I couldn’t articulate the problem and she was seriously concerned.  I ran downstairs for a Q tip but I knew we didn’t have any.  The bug was higher up the shoot than I knew it went.  All brain activity seemed to startle it worse and I kept hopping in circles, hitting my head.

piano stand converted to sewing desk

“Baby, come drive me to Krogers.  We have to get Q tips…ah  ah  eeeh!”  As she was coming I suddenly realized I had to turn my head the other way and let it run up instead of down.  With bug ear up, I think I stretched the passage wider so it could inch up a few more steps.  I screamed.  I walked out in the moonlight to give him a visual for the end of the tunnel.  I hit my head some more.  Then as quick as he ran in, he ran out and I heard him hit the concrete.  I turned on the light to get a sight of my torturer and found a beetle of some sort, nonchalantly thanking me for the lift back outside.

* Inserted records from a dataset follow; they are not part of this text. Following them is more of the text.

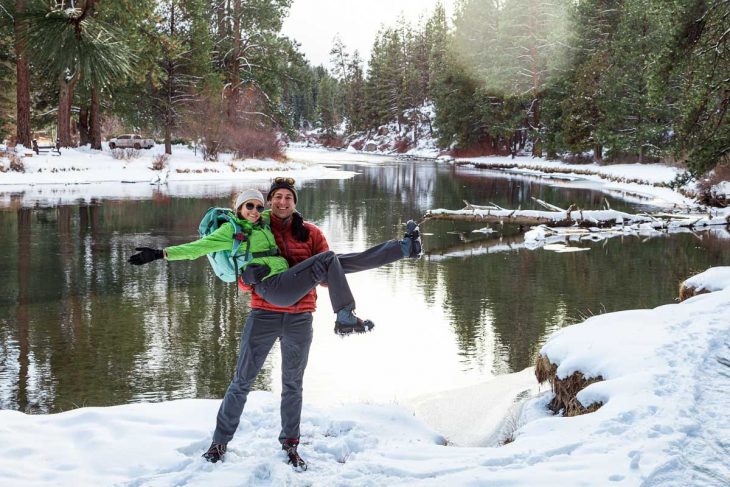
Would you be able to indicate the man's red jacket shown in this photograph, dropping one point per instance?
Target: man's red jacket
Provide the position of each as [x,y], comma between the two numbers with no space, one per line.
[294,252]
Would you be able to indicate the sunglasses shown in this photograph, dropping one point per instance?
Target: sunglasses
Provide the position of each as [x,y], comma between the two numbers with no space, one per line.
[250,206]
[280,180]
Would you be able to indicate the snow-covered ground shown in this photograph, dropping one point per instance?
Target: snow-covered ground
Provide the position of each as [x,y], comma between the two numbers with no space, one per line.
[666,376]
[82,174]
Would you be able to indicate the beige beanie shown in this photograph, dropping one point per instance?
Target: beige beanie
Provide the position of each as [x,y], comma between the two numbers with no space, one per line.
[248,194]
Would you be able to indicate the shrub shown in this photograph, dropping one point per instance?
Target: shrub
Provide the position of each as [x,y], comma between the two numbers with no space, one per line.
[566,389]
[125,154]
[706,187]
[401,145]
[16,163]
[159,162]
[257,143]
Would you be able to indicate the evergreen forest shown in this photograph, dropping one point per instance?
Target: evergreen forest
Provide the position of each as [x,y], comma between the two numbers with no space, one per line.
[581,80]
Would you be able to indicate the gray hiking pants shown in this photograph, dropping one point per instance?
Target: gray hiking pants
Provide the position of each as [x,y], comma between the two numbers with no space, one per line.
[262,328]
[382,254]
[290,286]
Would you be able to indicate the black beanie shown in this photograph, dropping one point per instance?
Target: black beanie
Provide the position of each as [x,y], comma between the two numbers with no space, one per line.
[282,183]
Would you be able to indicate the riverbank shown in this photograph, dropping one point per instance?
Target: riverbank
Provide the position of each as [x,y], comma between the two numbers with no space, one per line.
[83,173]
[664,380]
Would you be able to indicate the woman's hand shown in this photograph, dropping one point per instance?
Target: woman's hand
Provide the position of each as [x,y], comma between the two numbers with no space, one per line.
[145,255]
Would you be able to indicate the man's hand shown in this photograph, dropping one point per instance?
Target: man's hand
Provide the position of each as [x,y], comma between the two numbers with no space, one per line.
[254,273]
[145,255]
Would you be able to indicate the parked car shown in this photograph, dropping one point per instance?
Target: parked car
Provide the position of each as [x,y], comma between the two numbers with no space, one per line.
[130,141]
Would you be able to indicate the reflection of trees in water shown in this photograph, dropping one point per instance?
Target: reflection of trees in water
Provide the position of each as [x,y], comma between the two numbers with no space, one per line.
[92,330]
[520,295]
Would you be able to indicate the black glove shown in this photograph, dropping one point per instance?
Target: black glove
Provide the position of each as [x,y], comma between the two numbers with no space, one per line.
[254,273]
[145,256]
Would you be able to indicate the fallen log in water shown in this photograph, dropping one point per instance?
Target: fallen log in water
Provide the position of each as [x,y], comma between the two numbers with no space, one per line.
[557,217]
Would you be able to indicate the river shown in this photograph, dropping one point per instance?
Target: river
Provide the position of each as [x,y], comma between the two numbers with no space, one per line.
[81,327]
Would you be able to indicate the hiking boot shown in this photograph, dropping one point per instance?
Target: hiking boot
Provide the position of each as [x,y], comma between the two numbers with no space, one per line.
[215,452]
[348,323]
[411,243]
[290,447]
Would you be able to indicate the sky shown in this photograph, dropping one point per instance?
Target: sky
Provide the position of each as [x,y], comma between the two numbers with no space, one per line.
[315,23]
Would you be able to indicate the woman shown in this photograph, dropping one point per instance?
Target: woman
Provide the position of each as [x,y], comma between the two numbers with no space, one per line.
[274,280]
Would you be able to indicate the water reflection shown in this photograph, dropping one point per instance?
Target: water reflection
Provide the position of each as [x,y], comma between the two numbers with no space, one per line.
[80,327]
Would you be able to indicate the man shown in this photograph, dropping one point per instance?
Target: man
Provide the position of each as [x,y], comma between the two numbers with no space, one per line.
[297,241]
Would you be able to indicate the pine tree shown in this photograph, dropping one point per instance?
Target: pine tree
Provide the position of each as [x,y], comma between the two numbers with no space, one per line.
[594,24]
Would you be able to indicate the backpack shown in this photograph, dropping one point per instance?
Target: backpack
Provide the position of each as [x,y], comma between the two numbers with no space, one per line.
[226,264]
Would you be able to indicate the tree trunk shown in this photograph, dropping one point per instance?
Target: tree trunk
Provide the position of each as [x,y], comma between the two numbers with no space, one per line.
[65,98]
[95,120]
[168,138]
[84,125]
[234,75]
[597,153]
[22,87]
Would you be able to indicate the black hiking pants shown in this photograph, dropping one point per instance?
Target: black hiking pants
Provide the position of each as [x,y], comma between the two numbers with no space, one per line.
[288,287]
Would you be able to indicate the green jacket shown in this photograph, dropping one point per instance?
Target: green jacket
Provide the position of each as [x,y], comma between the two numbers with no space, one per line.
[258,235]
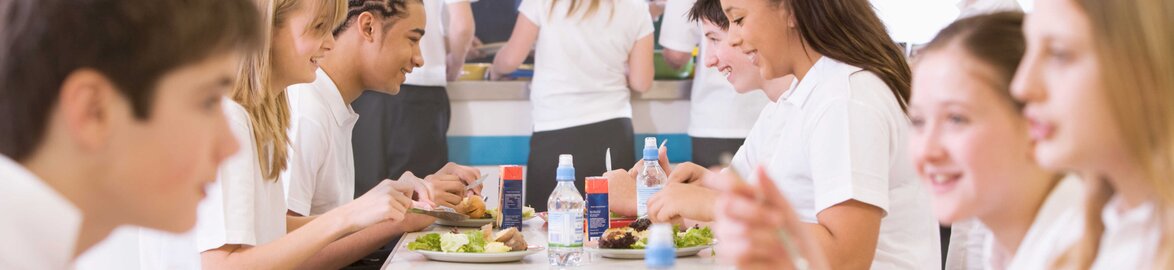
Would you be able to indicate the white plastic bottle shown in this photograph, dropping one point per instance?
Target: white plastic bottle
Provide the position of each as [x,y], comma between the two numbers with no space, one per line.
[565,235]
[660,254]
[652,177]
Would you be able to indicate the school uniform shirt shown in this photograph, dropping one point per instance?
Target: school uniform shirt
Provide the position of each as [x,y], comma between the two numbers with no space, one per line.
[715,109]
[1051,233]
[843,136]
[580,63]
[321,174]
[242,207]
[40,227]
[432,46]
[1131,237]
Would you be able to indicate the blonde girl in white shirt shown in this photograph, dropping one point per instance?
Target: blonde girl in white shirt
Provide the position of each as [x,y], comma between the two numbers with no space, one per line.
[841,156]
[1097,80]
[243,223]
[969,144]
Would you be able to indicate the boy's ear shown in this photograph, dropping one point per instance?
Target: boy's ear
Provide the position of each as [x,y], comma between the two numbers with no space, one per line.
[366,26]
[85,108]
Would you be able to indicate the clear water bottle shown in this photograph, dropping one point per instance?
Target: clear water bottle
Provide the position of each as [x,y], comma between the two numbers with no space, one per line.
[565,235]
[661,251]
[652,177]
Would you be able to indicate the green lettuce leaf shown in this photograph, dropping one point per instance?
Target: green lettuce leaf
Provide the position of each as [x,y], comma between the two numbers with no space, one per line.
[430,242]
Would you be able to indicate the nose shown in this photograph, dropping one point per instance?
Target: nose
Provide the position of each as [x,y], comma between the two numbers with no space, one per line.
[1026,85]
[928,146]
[710,58]
[734,36]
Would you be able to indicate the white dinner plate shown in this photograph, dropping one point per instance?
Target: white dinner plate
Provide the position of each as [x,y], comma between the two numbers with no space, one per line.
[639,254]
[504,257]
[470,222]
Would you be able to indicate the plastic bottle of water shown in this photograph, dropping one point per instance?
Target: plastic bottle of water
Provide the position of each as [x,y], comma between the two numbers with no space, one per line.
[652,177]
[660,252]
[565,236]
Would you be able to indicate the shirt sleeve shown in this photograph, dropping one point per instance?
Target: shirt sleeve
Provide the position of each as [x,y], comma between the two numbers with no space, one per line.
[227,216]
[307,156]
[533,11]
[677,33]
[850,155]
[643,21]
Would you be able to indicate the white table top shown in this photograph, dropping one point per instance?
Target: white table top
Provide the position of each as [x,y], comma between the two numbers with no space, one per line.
[403,258]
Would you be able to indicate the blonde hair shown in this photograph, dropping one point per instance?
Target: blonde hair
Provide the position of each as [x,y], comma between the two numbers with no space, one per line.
[1134,46]
[269,110]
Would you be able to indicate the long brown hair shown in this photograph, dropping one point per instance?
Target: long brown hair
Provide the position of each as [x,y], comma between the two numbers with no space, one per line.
[1134,45]
[850,32]
[996,40]
[269,109]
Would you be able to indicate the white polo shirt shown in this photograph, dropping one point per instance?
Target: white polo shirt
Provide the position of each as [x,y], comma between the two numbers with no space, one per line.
[715,109]
[842,135]
[580,63]
[1131,237]
[321,174]
[1057,225]
[432,46]
[40,227]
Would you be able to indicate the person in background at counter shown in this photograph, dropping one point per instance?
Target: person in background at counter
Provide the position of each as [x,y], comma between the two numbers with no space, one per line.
[376,36]
[693,202]
[841,156]
[407,132]
[589,56]
[1098,89]
[719,116]
[103,122]
[962,106]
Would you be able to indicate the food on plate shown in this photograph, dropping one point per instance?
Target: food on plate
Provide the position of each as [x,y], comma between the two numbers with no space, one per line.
[472,206]
[635,236]
[471,242]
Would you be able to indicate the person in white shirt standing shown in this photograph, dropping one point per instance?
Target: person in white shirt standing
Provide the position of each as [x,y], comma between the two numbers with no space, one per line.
[407,132]
[962,106]
[589,55]
[105,123]
[376,36]
[1098,87]
[694,203]
[841,171]
[719,117]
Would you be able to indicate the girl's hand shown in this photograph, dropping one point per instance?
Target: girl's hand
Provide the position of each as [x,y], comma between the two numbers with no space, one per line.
[437,190]
[682,201]
[758,228]
[388,201]
[688,173]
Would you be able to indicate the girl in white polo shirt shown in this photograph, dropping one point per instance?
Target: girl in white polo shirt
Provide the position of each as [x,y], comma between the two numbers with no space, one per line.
[243,223]
[589,55]
[841,156]
[1098,87]
[1007,213]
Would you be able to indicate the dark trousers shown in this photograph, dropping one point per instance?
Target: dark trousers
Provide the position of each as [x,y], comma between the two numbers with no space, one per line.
[588,143]
[708,152]
[399,133]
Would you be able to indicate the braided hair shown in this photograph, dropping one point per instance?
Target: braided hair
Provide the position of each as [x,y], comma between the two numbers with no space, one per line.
[384,8]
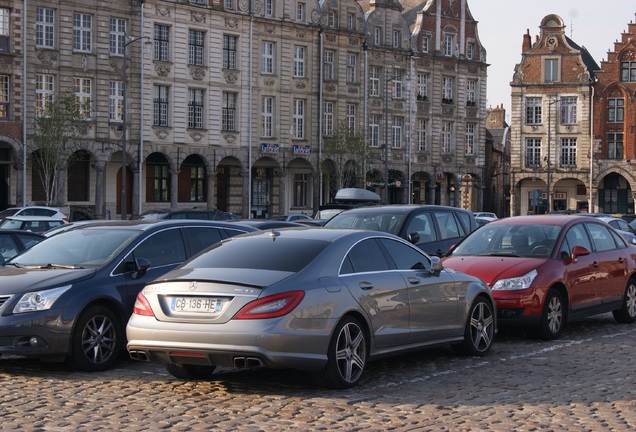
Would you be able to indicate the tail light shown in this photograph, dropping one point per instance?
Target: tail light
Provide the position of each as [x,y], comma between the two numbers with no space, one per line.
[273,306]
[142,306]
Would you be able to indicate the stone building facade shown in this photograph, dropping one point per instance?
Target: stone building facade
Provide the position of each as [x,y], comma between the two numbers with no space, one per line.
[614,128]
[551,114]
[228,102]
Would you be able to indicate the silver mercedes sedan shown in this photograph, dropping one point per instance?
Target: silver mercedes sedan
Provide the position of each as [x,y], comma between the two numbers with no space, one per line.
[326,301]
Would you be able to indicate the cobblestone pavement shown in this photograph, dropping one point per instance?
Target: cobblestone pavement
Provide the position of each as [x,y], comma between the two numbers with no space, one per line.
[583,382]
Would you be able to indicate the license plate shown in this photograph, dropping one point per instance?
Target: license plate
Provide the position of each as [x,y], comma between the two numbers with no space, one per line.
[195,304]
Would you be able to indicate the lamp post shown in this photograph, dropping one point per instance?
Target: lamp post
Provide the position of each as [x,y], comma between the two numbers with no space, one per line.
[124,149]
[551,101]
[386,139]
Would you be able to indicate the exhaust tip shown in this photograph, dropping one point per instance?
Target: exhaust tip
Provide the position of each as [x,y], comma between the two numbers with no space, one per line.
[139,356]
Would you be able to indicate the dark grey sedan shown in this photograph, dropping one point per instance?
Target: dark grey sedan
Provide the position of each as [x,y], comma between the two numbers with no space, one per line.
[69,296]
[321,300]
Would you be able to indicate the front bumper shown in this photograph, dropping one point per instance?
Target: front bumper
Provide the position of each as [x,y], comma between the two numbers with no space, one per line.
[35,334]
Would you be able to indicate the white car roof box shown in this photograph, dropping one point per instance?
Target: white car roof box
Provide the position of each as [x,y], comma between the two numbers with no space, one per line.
[356,195]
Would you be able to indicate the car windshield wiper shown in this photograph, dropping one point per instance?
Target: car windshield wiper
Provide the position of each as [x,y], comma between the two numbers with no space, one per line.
[509,254]
[50,265]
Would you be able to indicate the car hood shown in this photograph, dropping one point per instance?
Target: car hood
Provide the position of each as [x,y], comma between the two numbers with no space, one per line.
[17,280]
[491,269]
[253,277]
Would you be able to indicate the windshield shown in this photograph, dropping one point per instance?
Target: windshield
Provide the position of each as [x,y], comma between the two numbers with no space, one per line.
[11,224]
[8,212]
[510,240]
[386,222]
[78,248]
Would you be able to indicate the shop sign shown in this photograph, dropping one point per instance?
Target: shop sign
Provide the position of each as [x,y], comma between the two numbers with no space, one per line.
[269,148]
[301,150]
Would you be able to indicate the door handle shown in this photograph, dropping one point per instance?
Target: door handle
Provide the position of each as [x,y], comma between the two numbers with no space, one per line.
[365,285]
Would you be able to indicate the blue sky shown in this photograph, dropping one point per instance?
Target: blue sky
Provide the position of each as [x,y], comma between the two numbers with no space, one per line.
[502,24]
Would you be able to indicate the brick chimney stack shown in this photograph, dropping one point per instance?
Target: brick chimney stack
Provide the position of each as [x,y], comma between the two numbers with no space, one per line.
[496,117]
[527,41]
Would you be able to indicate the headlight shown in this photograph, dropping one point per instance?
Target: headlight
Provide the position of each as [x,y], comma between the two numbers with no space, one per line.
[39,300]
[521,282]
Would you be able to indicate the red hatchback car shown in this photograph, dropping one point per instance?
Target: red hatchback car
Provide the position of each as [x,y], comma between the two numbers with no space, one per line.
[547,270]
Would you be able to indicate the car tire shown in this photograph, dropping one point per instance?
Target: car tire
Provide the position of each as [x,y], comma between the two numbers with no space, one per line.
[346,357]
[190,372]
[96,341]
[480,330]
[627,313]
[553,317]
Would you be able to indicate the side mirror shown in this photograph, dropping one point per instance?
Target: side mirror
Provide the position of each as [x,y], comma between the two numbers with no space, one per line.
[414,238]
[578,251]
[141,267]
[436,265]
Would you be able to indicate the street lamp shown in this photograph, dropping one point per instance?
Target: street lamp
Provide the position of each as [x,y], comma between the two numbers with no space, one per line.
[551,101]
[129,41]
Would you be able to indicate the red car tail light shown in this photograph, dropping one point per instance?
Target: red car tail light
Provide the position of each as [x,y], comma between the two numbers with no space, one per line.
[142,306]
[273,306]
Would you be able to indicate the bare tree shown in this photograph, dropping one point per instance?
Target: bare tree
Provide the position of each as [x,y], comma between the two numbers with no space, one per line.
[349,153]
[52,144]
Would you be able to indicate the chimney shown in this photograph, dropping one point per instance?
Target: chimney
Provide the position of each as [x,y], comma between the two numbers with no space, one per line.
[527,42]
[496,117]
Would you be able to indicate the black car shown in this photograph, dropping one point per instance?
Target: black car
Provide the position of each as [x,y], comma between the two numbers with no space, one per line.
[265,224]
[198,214]
[70,296]
[12,242]
[432,228]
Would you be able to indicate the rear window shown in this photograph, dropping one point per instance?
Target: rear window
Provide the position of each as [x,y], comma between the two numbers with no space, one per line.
[8,212]
[281,254]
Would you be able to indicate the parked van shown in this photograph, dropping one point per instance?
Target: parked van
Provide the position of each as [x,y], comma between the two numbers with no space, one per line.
[346,199]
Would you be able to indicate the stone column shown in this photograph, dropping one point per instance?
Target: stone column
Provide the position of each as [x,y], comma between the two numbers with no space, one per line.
[99,168]
[513,201]
[21,173]
[135,192]
[432,186]
[210,187]
[282,202]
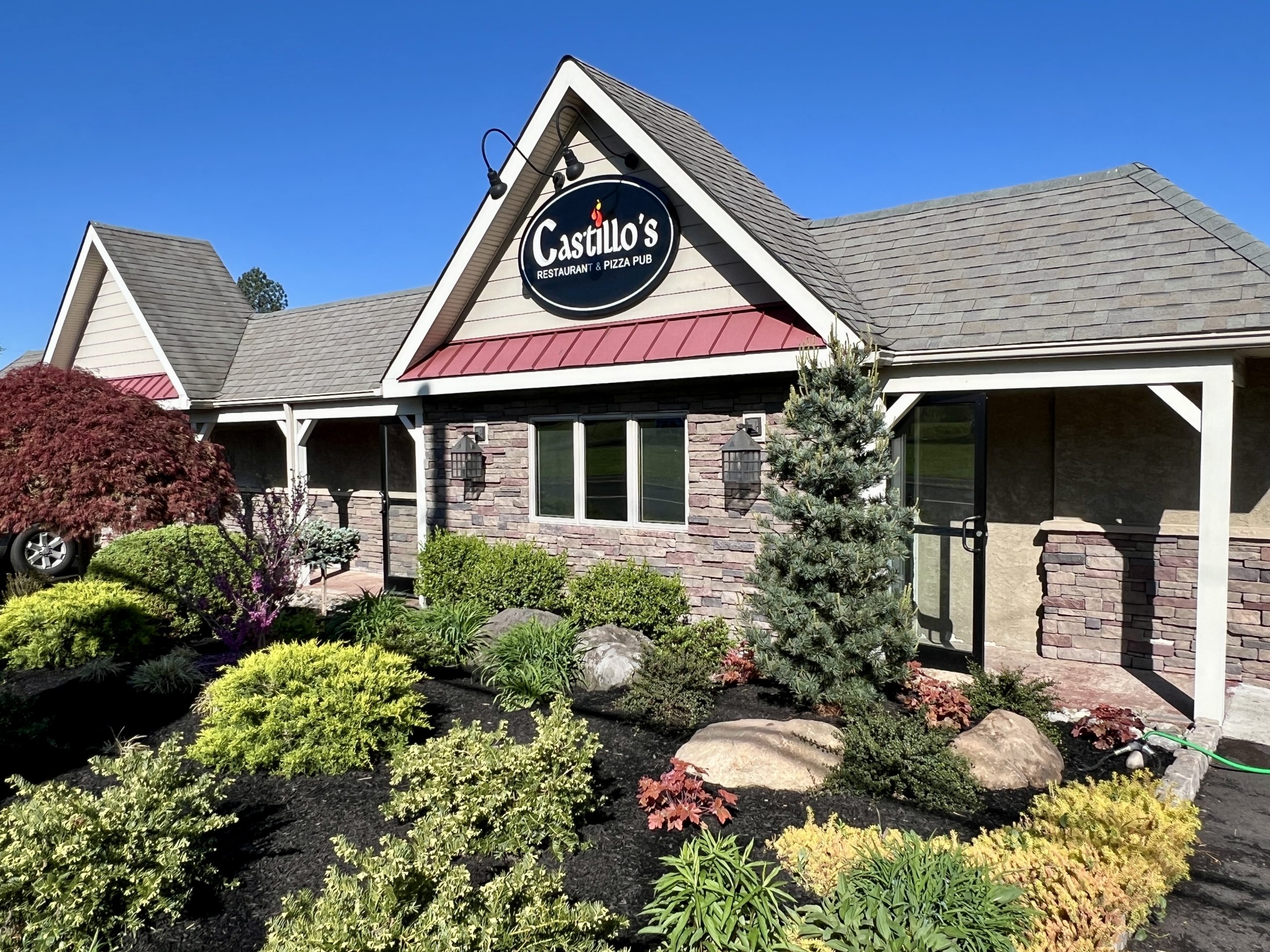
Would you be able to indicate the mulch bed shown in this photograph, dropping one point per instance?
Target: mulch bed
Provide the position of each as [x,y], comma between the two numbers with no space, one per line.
[282,841]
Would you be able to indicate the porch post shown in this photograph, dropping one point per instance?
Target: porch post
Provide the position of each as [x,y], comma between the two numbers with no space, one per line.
[1214,545]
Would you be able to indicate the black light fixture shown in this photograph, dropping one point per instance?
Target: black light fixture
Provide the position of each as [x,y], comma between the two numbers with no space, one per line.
[466,460]
[497,187]
[742,460]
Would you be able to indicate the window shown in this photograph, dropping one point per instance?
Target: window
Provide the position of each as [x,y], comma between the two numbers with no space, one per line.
[611,469]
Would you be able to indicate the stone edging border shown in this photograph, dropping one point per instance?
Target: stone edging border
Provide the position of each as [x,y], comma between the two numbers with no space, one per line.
[1184,776]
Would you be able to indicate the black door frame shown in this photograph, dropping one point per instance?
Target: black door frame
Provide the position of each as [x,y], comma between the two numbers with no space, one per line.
[391,583]
[973,535]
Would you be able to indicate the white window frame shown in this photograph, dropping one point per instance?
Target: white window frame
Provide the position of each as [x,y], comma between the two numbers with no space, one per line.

It was 5 am and I was at Krogers.  I got Q tips and decided I also needed Twizzlers.  And eggs to save a trip.  Then I was welcomed as a valued customer, as is customary.  As I stepped out into the parking lot I realized that anyone who had just seen my face was probably repeating the old Knoxville adage, “You never know what you’ll see at the Fellini Krogers on Broadway.”